Telling the whole story
Even with a lengthy write-up in The Guardian about his private life headlined “Rembrandt and Saskia: A Love Story for the Ages” you don't get the life lived. If the Dutch want to fully celebrate him, they ought to own up to the rejection he suffered when he painted them the way he saw them rather than the way they wanted to be seen. And since it's the anniversary of his death celebrated, the Dutch ought to start with that moment and work back to his beginning. How else to make known that his life was a tragic one. To that end, they might want to read what the Dutch-American historian Hendrik Van Loon had to say on the subject in his 1937 work “The Arts.” It's well known that Van Gogh had a crappy time of it, but at least he had his brother Theo to support him.
Rembrandt has no one.
The beginning of the end
To hear Van Loon tell it, Rembrandt not only lost Saskia, the love of his life (she died from tuberculosis soon after giving birth to their son), he also watched the son slowly die from the same disease because he was unable to afford care. As well, his eyesight became seriously affected by the endless hours spent over his copperplates.
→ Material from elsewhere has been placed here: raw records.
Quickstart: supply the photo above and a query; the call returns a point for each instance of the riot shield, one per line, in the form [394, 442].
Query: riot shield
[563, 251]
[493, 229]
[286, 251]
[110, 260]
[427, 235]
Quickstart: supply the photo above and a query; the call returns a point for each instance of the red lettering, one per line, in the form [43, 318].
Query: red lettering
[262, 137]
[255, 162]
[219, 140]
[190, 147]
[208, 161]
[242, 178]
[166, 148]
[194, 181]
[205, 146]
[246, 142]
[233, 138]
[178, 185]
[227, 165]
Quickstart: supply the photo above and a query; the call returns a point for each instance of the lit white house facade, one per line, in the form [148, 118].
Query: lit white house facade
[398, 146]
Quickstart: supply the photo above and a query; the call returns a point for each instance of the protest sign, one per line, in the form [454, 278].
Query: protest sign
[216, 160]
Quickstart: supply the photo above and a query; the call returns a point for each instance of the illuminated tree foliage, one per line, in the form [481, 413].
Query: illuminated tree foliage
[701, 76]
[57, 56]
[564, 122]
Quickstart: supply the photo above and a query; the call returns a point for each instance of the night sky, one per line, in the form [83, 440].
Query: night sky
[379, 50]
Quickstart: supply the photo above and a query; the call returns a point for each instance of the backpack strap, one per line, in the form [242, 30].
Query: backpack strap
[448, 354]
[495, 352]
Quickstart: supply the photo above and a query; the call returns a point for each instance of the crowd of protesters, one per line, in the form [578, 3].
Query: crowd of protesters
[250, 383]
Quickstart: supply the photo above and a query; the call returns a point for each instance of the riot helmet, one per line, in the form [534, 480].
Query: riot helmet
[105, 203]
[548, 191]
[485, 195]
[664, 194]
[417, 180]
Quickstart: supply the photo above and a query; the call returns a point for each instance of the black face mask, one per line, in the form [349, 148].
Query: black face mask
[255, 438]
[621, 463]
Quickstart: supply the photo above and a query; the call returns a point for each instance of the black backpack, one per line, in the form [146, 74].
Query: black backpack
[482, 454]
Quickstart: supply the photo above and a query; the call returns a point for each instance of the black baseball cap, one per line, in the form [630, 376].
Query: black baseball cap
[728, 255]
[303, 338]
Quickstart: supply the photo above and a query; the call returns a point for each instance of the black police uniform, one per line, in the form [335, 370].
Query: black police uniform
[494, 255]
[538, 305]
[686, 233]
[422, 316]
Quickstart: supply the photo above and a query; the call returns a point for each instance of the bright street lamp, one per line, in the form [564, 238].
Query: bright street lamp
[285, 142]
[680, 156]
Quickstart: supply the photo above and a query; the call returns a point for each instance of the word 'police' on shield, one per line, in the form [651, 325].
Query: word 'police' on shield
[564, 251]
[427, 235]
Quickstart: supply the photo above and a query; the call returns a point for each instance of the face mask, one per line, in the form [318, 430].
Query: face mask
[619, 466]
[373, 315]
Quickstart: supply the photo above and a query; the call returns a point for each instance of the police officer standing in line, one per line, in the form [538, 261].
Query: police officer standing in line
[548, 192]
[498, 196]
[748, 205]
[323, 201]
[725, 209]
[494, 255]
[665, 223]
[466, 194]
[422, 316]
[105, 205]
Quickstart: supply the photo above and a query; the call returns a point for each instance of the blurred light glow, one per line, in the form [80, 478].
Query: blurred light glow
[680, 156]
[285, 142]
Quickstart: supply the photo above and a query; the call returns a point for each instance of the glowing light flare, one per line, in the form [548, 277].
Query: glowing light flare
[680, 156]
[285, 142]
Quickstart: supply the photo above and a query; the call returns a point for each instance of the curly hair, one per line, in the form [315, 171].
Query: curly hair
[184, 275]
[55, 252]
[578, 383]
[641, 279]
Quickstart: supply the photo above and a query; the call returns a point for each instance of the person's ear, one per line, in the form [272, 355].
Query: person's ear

So while there was a time he enjoyed success; that was, as Van Loon put it, “as long as he was willing to paint his fashionable neighbors in a way which flattered them.“
The house of Rembrandt came crashing down
Even Rembrandt's life in his hometown of Amsterdam was a sorry one. When a woman he hired to look after his infant son also modeled for him and ultimately moved in with him, “Amsterdam was horrified,” said Van Loon.
The townspeople saw the situation as adulterous and made certain that he would never have another customer. He swiftly went into debt after that with creditors, usurers with promissory notes, and holders of first, second and third mortgages swooping down on him.
And in the year 1657, the house of Rembrandt was sold for debt. So was the furniture, the paintings, and etchings - everything that could possibly remind him of his glory days when Saskia had been there to share his fame - was sold. Tell that story, Netherlands, and then say you're sorry.